Reciprocal markers survey: an inventory & an overview

Author : Alexis Dimitriadis

Publication date : 2007

Questionnaire URL : http://languagelink.let.uu.nl/burs/docs/BURS-questionnaire-8a-clean.pdf

Bibliographical references :
Dimitriadis, Alexis. 2007. Berlin – Utrecht Reciprocals Survey: Marker Inventory & Overview. (Version: 20 November 2007).

Goals

This questionnaire "aims at formulating an integrating typology for reciprocal constructions, at developing a web-accessible database for the relevant domain and at deepening our understanding of reciprocity, of the predicates denoting symmetrical relations (reciprocity), of the locality restrictions on the interpretation of reciprocal arguments and of patterns of polysemy associated with reciprocal markers. As a result of this, a new basis for the description of individual languages and for the solution of theoretical issues will be created, which are unsolvable otherwise.'' (From the Typological tools for field linguistics website, http://www.eva.mpg.de/lingua/tools-at-lingboard/questionnaire/reciprocals-proiect_description.php)

Protocol summary

This questionnaire is divided into two parts : the inventory of reciprocal markers (part 1), and the overview of the reciprocal markers (part 2).
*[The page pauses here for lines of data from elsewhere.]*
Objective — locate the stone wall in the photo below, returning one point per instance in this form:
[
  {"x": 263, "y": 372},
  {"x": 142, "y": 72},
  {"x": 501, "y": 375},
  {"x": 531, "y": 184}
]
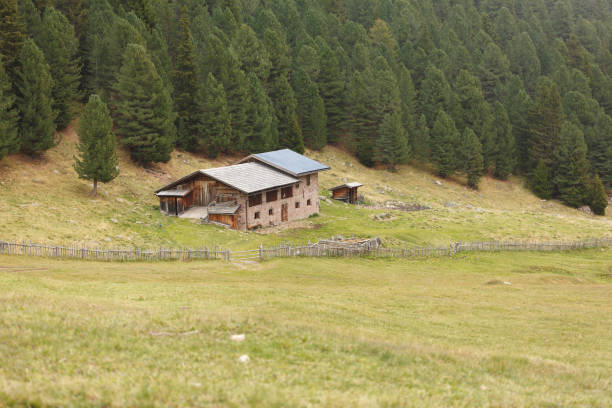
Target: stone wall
[{"x": 270, "y": 213}]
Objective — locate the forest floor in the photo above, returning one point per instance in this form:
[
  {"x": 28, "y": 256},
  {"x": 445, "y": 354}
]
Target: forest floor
[
  {"x": 42, "y": 200},
  {"x": 472, "y": 330}
]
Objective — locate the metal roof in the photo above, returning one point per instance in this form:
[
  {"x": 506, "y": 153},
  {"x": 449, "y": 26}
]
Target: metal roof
[
  {"x": 223, "y": 209},
  {"x": 352, "y": 184},
  {"x": 246, "y": 177},
  {"x": 173, "y": 193},
  {"x": 250, "y": 177},
  {"x": 289, "y": 162}
]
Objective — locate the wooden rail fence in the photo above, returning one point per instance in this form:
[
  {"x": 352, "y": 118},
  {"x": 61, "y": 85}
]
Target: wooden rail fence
[{"x": 320, "y": 249}]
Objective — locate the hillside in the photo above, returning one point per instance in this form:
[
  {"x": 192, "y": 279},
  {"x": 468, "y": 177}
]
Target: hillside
[{"x": 44, "y": 201}]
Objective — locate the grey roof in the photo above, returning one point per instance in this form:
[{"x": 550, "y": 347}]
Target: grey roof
[
  {"x": 173, "y": 193},
  {"x": 250, "y": 177},
  {"x": 246, "y": 177},
  {"x": 223, "y": 209},
  {"x": 289, "y": 162},
  {"x": 353, "y": 184}
]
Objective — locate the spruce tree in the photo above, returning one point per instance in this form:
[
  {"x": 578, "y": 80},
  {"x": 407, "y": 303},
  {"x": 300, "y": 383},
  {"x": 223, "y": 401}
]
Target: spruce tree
[
  {"x": 571, "y": 166},
  {"x": 444, "y": 141},
  {"x": 596, "y": 196},
  {"x": 434, "y": 94},
  {"x": 544, "y": 122},
  {"x": 420, "y": 140},
  {"x": 310, "y": 110},
  {"x": 215, "y": 125},
  {"x": 293, "y": 138},
  {"x": 57, "y": 40},
  {"x": 472, "y": 156},
  {"x": 143, "y": 109},
  {"x": 540, "y": 181},
  {"x": 12, "y": 35},
  {"x": 34, "y": 100},
  {"x": 97, "y": 157},
  {"x": 9, "y": 116},
  {"x": 260, "y": 118},
  {"x": 186, "y": 94},
  {"x": 392, "y": 146},
  {"x": 502, "y": 148},
  {"x": 331, "y": 88}
]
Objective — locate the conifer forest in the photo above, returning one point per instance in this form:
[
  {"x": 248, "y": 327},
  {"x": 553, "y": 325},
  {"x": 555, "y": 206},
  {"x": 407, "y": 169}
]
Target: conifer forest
[{"x": 466, "y": 87}]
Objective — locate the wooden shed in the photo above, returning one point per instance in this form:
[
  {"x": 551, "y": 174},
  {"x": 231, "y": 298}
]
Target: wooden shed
[{"x": 346, "y": 192}]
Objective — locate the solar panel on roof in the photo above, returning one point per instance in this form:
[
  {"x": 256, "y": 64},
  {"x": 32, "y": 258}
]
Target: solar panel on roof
[{"x": 290, "y": 161}]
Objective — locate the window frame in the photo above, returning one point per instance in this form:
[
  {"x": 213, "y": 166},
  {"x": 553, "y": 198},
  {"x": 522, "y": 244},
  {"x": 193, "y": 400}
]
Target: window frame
[
  {"x": 255, "y": 200},
  {"x": 271, "y": 193},
  {"x": 286, "y": 190}
]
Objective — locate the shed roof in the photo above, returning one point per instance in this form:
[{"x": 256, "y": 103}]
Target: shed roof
[
  {"x": 353, "y": 184},
  {"x": 289, "y": 161},
  {"x": 173, "y": 193},
  {"x": 246, "y": 177}
]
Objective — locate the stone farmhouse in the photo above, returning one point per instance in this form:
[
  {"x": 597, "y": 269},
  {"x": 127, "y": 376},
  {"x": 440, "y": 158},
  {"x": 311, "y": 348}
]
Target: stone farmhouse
[{"x": 261, "y": 190}]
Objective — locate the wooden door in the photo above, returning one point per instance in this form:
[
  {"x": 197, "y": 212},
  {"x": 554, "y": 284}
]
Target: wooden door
[{"x": 284, "y": 212}]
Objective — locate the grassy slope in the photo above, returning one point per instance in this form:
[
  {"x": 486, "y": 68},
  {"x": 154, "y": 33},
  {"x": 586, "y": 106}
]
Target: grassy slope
[
  {"x": 387, "y": 333},
  {"x": 44, "y": 201}
]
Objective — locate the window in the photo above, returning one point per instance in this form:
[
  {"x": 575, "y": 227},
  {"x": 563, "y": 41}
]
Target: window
[
  {"x": 254, "y": 200},
  {"x": 271, "y": 196},
  {"x": 287, "y": 192}
]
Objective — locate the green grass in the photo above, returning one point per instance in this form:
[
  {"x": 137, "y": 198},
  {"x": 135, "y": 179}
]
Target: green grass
[
  {"x": 319, "y": 332},
  {"x": 44, "y": 201}
]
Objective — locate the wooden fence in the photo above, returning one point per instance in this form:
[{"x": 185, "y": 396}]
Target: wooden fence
[
  {"x": 97, "y": 254},
  {"x": 320, "y": 249},
  {"x": 338, "y": 250}
]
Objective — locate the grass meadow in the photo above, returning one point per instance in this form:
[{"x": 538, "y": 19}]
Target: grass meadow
[{"x": 319, "y": 332}]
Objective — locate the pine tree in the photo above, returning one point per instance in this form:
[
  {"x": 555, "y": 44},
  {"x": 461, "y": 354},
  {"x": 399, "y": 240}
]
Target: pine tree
[
  {"x": 331, "y": 89},
  {"x": 571, "y": 166},
  {"x": 444, "y": 141},
  {"x": 544, "y": 121},
  {"x": 143, "y": 109},
  {"x": 540, "y": 181},
  {"x": 408, "y": 99},
  {"x": 9, "y": 117},
  {"x": 293, "y": 138},
  {"x": 596, "y": 196},
  {"x": 502, "y": 142},
  {"x": 261, "y": 120},
  {"x": 34, "y": 100},
  {"x": 472, "y": 156},
  {"x": 186, "y": 89},
  {"x": 392, "y": 146},
  {"x": 57, "y": 40},
  {"x": 12, "y": 35},
  {"x": 310, "y": 110},
  {"x": 97, "y": 159},
  {"x": 420, "y": 140},
  {"x": 434, "y": 94},
  {"x": 215, "y": 126}
]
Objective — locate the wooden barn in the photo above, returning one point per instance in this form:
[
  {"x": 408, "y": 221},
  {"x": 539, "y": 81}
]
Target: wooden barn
[
  {"x": 261, "y": 190},
  {"x": 346, "y": 192}
]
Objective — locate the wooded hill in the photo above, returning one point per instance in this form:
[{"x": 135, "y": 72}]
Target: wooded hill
[{"x": 505, "y": 86}]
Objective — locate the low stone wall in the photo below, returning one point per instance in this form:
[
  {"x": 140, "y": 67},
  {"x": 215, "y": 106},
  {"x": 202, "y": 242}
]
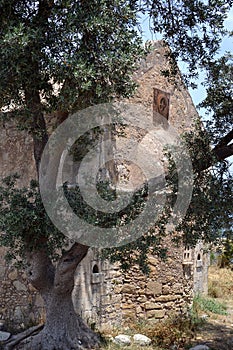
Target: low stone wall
[{"x": 20, "y": 304}]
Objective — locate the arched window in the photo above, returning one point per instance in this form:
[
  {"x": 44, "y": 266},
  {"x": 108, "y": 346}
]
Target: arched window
[{"x": 95, "y": 269}]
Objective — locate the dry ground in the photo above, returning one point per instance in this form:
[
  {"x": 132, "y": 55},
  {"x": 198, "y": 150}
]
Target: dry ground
[{"x": 217, "y": 332}]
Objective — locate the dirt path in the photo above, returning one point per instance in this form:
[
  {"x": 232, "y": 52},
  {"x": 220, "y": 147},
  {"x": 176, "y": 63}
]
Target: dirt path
[{"x": 217, "y": 332}]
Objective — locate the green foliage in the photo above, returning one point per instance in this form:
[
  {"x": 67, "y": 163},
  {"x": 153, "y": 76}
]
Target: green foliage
[
  {"x": 219, "y": 99},
  {"x": 193, "y": 29},
  {"x": 75, "y": 53},
  {"x": 24, "y": 221},
  {"x": 209, "y": 305}
]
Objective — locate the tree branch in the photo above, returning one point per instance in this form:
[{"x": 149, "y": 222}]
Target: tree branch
[
  {"x": 225, "y": 140},
  {"x": 223, "y": 152}
]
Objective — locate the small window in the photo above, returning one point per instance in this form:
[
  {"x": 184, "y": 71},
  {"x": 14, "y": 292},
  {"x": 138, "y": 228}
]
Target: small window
[{"x": 95, "y": 269}]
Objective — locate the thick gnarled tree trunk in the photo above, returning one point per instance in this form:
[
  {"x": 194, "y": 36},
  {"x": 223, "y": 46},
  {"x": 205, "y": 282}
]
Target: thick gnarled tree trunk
[{"x": 63, "y": 329}]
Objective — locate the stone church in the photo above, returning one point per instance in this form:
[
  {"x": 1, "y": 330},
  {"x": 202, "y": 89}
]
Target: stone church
[{"x": 103, "y": 294}]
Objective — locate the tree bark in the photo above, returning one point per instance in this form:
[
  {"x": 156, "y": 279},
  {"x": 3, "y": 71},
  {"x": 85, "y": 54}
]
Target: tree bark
[{"x": 63, "y": 329}]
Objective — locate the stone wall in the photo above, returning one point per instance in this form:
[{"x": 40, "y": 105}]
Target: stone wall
[{"x": 103, "y": 294}]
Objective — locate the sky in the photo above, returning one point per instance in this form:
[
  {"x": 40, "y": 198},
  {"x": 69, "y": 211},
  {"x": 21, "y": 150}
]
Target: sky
[
  {"x": 199, "y": 93},
  {"x": 227, "y": 45}
]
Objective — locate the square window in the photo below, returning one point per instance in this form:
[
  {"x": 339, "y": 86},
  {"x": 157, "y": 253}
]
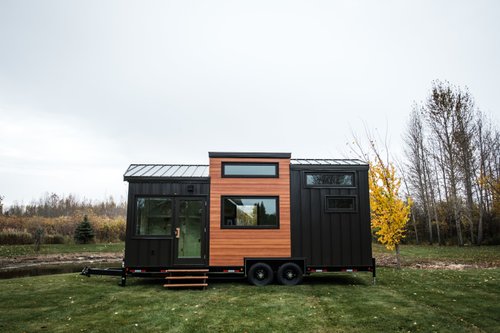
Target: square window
[{"x": 250, "y": 212}]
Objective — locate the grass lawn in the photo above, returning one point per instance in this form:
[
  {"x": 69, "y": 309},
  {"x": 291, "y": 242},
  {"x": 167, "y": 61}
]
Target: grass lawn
[
  {"x": 29, "y": 250},
  {"x": 408, "y": 300},
  {"x": 452, "y": 254}
]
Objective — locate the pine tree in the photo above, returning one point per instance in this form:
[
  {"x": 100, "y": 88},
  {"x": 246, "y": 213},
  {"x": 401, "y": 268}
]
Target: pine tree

It is intended as a guideline for the linguist who is investigating reciprocal markers within a language.

Part 1 : It gathers a list of English sentences to be translated into the target language, in order to identify reciprocal markers (which are "any grammaticalised, i.e., conventionalized, means of expressing reciprocity) (Dimitriadis, 2007 : 3).
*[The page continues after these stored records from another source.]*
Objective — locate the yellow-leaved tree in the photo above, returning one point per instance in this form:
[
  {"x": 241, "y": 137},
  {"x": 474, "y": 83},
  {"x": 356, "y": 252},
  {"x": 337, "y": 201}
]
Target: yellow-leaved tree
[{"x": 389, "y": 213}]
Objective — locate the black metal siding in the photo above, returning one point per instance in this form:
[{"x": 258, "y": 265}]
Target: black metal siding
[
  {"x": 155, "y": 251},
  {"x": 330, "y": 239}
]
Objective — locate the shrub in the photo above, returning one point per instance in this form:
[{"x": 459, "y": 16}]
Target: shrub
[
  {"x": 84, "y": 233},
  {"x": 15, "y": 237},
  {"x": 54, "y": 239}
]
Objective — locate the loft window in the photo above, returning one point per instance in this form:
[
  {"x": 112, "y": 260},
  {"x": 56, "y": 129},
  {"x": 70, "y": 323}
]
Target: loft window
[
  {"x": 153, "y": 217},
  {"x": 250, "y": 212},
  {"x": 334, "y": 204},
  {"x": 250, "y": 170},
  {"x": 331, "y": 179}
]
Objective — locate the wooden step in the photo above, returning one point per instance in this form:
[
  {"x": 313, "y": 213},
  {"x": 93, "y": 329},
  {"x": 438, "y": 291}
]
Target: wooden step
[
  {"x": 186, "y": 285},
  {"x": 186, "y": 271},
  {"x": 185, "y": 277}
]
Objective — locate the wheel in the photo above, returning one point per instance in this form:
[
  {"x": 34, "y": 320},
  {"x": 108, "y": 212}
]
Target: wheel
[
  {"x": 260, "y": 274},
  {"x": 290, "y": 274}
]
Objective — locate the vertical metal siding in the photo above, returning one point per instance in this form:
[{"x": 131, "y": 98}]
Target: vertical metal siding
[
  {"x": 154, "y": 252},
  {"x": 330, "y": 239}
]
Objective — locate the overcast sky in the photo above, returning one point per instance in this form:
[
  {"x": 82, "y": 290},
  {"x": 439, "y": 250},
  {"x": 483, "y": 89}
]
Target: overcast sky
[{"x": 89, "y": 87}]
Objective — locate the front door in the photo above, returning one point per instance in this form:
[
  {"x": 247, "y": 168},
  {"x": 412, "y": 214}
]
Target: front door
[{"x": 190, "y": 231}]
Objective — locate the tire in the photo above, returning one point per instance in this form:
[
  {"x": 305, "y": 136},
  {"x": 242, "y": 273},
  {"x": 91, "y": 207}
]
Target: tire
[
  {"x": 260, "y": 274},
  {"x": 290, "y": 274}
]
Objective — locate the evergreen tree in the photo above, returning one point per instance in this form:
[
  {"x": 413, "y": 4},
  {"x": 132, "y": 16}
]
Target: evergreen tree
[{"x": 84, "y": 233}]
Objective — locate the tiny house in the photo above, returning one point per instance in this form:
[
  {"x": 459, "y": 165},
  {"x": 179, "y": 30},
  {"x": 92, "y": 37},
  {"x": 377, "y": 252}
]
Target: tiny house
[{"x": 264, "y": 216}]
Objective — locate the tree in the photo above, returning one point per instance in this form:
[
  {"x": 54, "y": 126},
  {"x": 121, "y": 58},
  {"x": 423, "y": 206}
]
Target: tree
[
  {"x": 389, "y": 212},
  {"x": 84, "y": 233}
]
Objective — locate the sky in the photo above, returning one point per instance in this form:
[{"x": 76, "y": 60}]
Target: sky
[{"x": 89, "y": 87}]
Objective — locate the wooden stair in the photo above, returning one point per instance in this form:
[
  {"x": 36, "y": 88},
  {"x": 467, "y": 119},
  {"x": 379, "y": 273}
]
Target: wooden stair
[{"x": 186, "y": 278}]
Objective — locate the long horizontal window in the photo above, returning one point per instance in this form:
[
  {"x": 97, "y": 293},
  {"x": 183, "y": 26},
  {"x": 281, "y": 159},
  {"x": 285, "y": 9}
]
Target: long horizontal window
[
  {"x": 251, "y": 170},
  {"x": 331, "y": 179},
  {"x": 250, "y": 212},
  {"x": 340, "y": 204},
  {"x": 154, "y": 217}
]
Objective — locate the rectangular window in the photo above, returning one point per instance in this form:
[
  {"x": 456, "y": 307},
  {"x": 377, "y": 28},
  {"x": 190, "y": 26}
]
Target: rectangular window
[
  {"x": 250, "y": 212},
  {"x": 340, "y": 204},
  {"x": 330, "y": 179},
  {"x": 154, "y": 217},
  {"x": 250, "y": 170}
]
Part 2 : this is about analysing the identified markers according the questions/parameters given by the authors. The linguist has to answer these questions, which are split into categories (morphology, syntax and argument structure, selection and semantic/syntactic classes, polysemy classes and discontinuous reciprocals). 
 

Development context

''Questions concerning the symmetry or asymmetry of relations or interactions as well as those concerning the linguistic means of describing them are not only of interest for linguistics, but also for many social sciences, for philosophy (ethics) and even evolutionary biology. Basic ethical principles can be expressed in terms of reciprocity and major aspects of social structure can be described in terms of solving problems of interaction in a symmetric or asymmetric fashion. Despite a large number of studies on reciprocity in individual languages, there is so far, however, no integrated study on the patterns and limits of variation found across languages in this domain. The Berlin/Utrecht Reciprocals Project, which is to be carried out jointly by two European centers of (a) linguistic typology (Berlin) and (b) for the study of pronouns and anaphora (Utrecht), will combine fine-grained analyses on individual languages with large-scale cross-linguistic surveys".